My point is if you’re long FEYE, at this heady 8x sales valuation and with -50% earnings (they spend $1.5 on every $1 of revenue for sales, marketing & R&D)- you want (you need) a triple play, which is a beat on earnings, revenue and a forward guidance raise. With what I’ve listed above, does that seem likely to you? If it does, stay long. If you’re short, you better hope that the quarter was bad, and that the rumor of a big DHS contract is just a rumor. Along with the constant rumors of an imminent M&A takeout (IMHO, highly probably over the next year)…because this stock has come down a long way in a short time.
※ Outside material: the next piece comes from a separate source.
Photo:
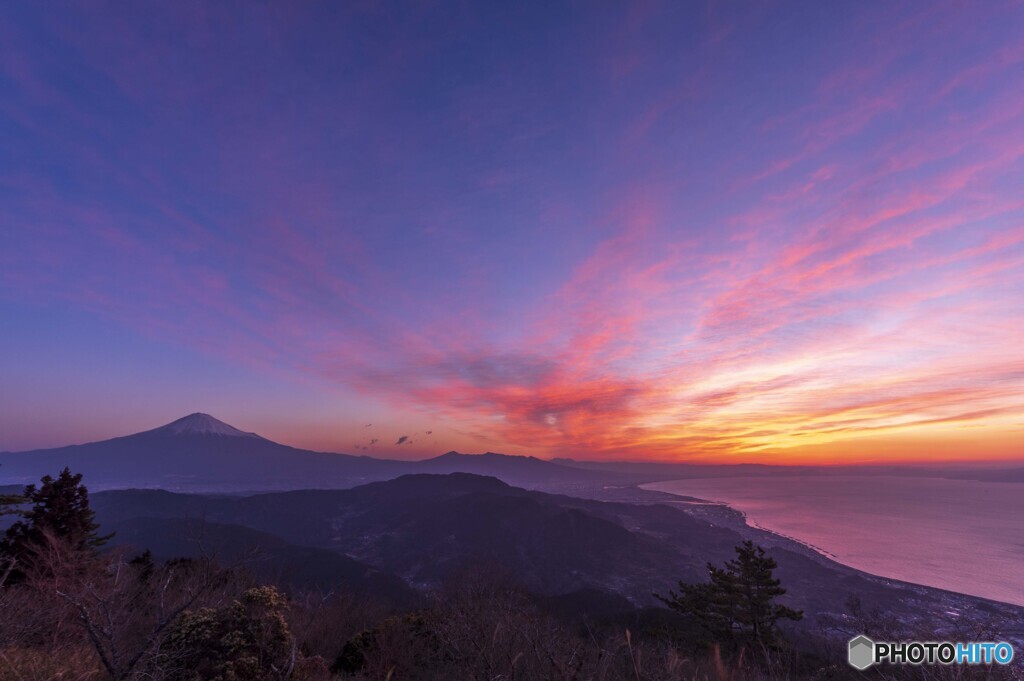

I get that this is maddening. That’s my point. As an investor, I want to wait until most of the probabilities are lining up in my favor. Right now, for FEYE –and many stocks–it’s tough to say that’s the case. Ergo, the “too hard” pile. Good luck to you, whichever way you lean.
Remember, if it was easy, then no one would make money.
If you enjoy the content at iBankCoin, please follow us on Twitter
Great post. I decided to be an investor, in the damn 30’s. I’m an easy target here, lol.
Thanks for the info. Very informative.
Great stuff!
To be clear PANW does not give away WildFire, they charge for the subscription. FTNT does not give it away either and their product sucks unless you buy FortiSandbox which starts out at 30k then jumps to 100k vs 11k for an NX900 and on from there. Also the PANW and FTNT products time to block is close to 2 days at current because they use signature rollups to block where as FEYE is 5 min on-prem and 30 min globally via hash sharing. FTNT also doesn’t require threat sharing be default whereas FEYE charges you more if you disable DTI. There is simply no comparison between the products, FEYE just dominates the others. That said, I have not been selling much of any of the products this quarter, its all been assessments, not hardware.
The “market of lemons” (asymmetric information markets) I described is real.
Everyone certainly wants to charge for their sandbox subscription, I agree. It depends on what’s at stake whether FEYE competitors throw in a “free” trial (or a “special discount” applied to a larger multi-product purchase that compensates for its cost, and lasts for as long as the customer keeps the products deployed).
I don’t disagree with what you’re saying though, FEYE does have a superior technology edge. Unfortunately, the sandbox is still not a compliance-mandated control, and therefore it lacks formal budget. As a discretionary budget purchase, they’re susceptible to air gaps in sales when “attacks from China slow”, which is why the stock is getting torched in the AH.
I wouldn’t be surprised to see shareholders asking for DeWalt’s head soon. I was hoping to see it down in the mid-teens to go long. Could be wrong of course, but I still don’t think we’ve seen a bottom.